Experimental vaccines to treat Ebola could be ready for use in African countries badly hit by the deadly virus early next year, the World Health Organization said Friday.
WHO is focusing on two vaccines, one made by British company GlaxoSmithKline (GSK), and the other by US group NewLink Genetics, and is working with both companies to accelerate clinical trials, WHO assistant director general Marie-Paule Kieny told reporters in Geneva.
Some clinical trials of the GSK vaccine have begun in the United States and Britain, and other trials are expected to begin in Mali next week.
Trials of the NewLink vaccine are also set to start "imminently" in the United States, and others are planned in other countries, including Germany.
"If everything goes well, we may be able to begin using some of these vaccines in some of the affected countries at the very beginning of next year," Kieny said.
Currently, there is no licenced treatment or vaccine against the virus that has killed nearly 3,000 people in West Africa.
The experimental drugs have already been given to a few infected health workers, but stocks are extremely limited and clinical tests to evaluate their effectiveness are not complete.
"This is not a vaccine, this is a candidate vaccine," Kieny stressed, pointing to the need for great caution in rolling out the vaccines more broadly.

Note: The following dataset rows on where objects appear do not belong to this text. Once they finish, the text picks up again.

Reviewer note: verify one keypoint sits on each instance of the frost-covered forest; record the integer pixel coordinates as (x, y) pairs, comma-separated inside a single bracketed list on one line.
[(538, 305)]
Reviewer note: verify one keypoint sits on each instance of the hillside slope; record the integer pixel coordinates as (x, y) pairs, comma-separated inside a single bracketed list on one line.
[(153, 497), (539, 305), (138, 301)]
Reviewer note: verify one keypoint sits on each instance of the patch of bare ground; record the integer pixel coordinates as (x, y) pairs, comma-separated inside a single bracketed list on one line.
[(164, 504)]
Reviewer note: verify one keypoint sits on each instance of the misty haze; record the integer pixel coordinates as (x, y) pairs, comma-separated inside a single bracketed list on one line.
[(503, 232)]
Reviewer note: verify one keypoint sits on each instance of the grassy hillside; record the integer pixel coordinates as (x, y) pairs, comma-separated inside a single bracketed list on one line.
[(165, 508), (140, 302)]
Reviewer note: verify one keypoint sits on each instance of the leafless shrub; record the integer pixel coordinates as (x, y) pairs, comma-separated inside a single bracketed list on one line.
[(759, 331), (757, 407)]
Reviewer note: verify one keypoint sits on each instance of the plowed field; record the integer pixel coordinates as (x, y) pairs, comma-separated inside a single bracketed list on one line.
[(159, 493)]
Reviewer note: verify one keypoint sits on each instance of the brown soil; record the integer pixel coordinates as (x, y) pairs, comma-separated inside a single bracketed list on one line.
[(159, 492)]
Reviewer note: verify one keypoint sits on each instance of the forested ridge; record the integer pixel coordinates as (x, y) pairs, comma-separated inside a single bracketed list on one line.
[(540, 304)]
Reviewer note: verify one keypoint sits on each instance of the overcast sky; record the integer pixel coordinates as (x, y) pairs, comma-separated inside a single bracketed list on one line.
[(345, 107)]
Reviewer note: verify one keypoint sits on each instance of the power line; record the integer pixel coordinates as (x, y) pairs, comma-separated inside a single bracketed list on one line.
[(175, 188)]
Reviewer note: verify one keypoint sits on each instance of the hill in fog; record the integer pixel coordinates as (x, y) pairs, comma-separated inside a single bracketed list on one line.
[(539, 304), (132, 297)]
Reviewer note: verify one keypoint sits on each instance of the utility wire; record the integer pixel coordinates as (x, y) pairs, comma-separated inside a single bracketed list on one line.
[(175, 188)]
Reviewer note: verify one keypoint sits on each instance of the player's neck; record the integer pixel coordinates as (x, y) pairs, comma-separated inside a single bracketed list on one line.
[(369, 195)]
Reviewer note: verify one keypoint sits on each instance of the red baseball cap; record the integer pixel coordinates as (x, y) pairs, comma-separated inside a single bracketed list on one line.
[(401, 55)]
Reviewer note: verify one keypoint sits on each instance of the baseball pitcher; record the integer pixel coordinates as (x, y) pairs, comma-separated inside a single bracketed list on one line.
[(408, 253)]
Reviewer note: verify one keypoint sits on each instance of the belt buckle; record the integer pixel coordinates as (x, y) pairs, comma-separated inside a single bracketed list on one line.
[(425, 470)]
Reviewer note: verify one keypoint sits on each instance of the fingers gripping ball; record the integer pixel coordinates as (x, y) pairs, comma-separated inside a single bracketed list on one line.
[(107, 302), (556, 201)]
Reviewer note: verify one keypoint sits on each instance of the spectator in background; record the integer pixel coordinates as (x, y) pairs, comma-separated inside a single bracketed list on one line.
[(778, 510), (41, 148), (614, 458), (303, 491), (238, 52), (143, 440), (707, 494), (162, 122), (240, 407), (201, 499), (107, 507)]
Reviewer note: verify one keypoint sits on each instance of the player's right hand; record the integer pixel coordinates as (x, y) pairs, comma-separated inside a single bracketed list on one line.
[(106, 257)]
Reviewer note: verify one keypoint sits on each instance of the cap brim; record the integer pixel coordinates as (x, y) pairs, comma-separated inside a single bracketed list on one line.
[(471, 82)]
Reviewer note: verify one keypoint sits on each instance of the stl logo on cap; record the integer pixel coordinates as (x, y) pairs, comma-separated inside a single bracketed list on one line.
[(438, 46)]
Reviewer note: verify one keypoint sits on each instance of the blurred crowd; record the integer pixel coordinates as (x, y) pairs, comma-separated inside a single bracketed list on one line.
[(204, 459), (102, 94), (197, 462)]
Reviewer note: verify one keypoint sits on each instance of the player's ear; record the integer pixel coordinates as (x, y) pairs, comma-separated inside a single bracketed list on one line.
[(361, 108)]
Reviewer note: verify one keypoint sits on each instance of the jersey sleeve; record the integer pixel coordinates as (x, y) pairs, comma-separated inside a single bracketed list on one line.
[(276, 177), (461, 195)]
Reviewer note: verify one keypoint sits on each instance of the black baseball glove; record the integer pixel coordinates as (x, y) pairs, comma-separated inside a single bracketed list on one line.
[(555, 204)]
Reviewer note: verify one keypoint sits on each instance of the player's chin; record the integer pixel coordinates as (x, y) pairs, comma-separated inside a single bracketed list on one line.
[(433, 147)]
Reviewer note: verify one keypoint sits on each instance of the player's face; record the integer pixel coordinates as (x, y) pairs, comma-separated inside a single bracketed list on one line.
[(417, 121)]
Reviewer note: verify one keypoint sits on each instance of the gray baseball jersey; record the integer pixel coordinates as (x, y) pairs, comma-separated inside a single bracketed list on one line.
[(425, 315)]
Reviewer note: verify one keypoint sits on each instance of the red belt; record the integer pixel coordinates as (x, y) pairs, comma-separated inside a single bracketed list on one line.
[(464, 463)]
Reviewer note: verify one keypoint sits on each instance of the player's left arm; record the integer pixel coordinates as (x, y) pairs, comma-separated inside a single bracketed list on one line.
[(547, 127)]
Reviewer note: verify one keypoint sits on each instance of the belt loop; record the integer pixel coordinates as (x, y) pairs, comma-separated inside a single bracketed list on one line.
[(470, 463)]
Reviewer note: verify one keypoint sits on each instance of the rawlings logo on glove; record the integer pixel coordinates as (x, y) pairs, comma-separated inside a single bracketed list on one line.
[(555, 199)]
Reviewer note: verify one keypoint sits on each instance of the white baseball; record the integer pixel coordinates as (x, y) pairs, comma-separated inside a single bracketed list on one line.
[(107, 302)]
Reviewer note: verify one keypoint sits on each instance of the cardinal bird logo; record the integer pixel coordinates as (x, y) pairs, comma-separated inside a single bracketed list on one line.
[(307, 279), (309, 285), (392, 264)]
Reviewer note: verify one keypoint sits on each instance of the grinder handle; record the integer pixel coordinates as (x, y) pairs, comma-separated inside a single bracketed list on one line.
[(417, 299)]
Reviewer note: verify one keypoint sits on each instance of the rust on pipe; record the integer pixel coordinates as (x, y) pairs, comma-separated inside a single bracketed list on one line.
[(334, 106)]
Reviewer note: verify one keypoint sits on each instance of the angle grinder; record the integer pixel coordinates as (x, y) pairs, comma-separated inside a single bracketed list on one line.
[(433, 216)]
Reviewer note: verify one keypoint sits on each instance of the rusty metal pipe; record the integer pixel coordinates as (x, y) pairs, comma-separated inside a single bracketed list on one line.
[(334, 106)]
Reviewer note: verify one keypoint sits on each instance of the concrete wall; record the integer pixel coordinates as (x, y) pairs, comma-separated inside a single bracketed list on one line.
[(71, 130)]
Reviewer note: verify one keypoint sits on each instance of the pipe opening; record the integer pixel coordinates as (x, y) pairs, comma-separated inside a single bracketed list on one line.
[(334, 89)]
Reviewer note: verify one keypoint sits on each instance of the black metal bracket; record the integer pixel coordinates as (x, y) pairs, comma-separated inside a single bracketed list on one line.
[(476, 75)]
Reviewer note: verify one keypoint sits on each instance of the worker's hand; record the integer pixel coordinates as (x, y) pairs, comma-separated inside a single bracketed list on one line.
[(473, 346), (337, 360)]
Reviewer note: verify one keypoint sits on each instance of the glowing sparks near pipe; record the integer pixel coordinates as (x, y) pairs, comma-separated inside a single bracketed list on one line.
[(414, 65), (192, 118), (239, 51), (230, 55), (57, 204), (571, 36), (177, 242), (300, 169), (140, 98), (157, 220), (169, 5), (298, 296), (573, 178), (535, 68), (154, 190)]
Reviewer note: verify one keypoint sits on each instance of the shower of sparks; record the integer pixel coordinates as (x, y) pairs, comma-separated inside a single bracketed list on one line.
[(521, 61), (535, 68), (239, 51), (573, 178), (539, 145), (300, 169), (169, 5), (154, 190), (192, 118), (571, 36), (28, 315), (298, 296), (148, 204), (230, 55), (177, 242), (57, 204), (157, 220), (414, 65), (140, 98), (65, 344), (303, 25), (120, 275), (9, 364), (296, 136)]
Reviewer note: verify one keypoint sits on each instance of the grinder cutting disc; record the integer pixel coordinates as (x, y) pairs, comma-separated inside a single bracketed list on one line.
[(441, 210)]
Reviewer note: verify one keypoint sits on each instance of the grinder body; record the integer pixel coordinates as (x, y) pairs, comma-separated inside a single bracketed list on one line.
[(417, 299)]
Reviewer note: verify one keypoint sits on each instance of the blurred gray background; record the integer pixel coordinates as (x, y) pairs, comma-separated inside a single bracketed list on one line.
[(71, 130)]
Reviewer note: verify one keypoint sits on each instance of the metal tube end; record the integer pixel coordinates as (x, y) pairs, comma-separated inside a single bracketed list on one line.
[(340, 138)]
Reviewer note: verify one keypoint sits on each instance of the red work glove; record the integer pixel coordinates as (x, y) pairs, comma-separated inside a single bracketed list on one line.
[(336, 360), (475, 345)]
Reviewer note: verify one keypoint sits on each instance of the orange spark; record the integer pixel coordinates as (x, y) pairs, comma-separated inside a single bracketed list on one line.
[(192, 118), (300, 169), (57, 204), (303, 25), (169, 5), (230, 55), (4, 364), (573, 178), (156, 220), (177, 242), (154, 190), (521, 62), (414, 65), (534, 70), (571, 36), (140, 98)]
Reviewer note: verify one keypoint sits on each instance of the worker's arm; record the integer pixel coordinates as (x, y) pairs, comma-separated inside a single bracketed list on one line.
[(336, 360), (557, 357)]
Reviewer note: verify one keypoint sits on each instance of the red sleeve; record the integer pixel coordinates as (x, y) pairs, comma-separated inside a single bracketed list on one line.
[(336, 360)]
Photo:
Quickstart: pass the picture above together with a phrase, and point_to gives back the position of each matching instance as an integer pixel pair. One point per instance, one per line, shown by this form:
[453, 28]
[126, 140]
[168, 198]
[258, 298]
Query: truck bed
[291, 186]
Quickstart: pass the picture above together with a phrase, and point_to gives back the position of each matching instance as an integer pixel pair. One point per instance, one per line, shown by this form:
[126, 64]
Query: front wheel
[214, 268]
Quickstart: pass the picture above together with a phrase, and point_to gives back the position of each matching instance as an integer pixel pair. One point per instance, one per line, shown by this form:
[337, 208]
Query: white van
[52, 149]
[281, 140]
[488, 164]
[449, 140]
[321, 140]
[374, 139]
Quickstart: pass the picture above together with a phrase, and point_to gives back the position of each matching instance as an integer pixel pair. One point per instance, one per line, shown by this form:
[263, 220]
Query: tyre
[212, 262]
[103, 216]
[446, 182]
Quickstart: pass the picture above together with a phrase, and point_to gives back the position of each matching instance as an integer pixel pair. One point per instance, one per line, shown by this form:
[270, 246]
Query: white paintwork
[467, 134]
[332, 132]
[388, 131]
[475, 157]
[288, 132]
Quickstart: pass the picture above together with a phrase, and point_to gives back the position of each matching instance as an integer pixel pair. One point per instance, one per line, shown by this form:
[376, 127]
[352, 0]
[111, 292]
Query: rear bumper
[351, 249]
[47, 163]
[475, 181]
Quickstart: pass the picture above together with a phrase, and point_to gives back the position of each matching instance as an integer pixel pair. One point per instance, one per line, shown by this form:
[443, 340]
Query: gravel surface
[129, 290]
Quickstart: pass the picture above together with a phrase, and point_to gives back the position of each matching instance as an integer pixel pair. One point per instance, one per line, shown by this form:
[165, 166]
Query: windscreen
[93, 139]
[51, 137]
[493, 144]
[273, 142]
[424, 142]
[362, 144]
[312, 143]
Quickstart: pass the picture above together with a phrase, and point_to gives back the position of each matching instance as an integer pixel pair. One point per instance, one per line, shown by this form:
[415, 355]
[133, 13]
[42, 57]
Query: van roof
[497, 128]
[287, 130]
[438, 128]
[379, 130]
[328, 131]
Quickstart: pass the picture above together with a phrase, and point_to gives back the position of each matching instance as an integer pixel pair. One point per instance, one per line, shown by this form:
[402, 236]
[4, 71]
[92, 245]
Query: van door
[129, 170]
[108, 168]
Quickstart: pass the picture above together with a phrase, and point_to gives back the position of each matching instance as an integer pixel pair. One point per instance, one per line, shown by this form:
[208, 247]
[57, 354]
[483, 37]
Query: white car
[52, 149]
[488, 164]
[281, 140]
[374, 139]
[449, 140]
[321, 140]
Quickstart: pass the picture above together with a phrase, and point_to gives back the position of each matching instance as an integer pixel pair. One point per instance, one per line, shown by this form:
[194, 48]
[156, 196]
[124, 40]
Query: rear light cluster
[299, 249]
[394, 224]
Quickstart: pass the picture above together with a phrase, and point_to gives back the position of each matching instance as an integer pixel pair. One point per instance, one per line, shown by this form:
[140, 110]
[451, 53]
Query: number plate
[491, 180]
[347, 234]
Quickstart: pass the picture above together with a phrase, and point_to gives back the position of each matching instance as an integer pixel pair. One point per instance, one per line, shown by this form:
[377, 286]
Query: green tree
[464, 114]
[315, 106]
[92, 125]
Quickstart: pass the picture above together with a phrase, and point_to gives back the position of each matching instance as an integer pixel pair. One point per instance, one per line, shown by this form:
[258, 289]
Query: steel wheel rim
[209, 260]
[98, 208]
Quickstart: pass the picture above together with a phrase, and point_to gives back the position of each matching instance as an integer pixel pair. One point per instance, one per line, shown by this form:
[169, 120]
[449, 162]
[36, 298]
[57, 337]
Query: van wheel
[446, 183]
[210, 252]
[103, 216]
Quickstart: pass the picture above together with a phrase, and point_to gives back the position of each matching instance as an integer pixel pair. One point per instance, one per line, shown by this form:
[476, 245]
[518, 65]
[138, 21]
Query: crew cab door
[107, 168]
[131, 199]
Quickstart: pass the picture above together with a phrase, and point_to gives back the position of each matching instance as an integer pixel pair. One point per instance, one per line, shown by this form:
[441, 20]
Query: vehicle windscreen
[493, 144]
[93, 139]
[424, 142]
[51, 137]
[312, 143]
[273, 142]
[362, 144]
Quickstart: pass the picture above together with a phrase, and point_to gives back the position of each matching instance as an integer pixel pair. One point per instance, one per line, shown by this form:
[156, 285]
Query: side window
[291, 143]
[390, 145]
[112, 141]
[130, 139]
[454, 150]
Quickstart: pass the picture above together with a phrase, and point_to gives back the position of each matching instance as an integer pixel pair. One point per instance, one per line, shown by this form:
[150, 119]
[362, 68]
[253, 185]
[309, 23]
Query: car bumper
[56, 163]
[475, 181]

The UN's health agency has endorsed rushing through experimental treatments and vaccines.
The agency has already said that, if found to be safe, some doses should be available for use to healthcare workers by November and wider use could be possible early next year.
"Before going straight to very vulnerable people in affected countries, we need to know at least whether this is safe in a few hundred volunteers," and whether it is effective, Kieny said.
The Canadian government has already donated 800 vials of the NewLink vaccine to WHO, and Kieny said a few thousand more doses would likely be available in coming months.
Around 10,000 doses of the GSK vaccine should also be available by early 2015, she said.
The two prototype vaccines "have given very promising results in monkeys, but monkeys are not humans," she said, stressing that people who receive them initially "should not consider themselves protected against Ebola".
WHO is also trying to accelerate the development of around half a dozen treatments for the deadly Ebola virus, including the prototype ZMapp drug.
Supplies of that drug, which has been used on humans with promising result, have run dry.
Kieny said "a few hundred doses" should be available by the end of the year.
"Clearly this is not the kind of scale that will make an impact on the epidemic curve," she said.
Another experimental vaccine by US company Johnson & Johnson had not been ruled out, but "they are clearly behind by a few months," Kieny said.
It will be far more easy to scale up the use of another possible treatment method not reliant on commercial vaccines -- the use of convalescent serums and blood and plasma transfusions from people who have survived Ebola.
This method, which counts on boosting antibody defences in those infected, has already been used in a number of cases, including on an American doctor who was released from a Nebraska hospital Thursday after recovering from the Ebola infection contracted in Liberia.
Since such treatments are not yet being used systematically, and often in connection with other experimental treatments there efficiency is not yet clear, Kieny said.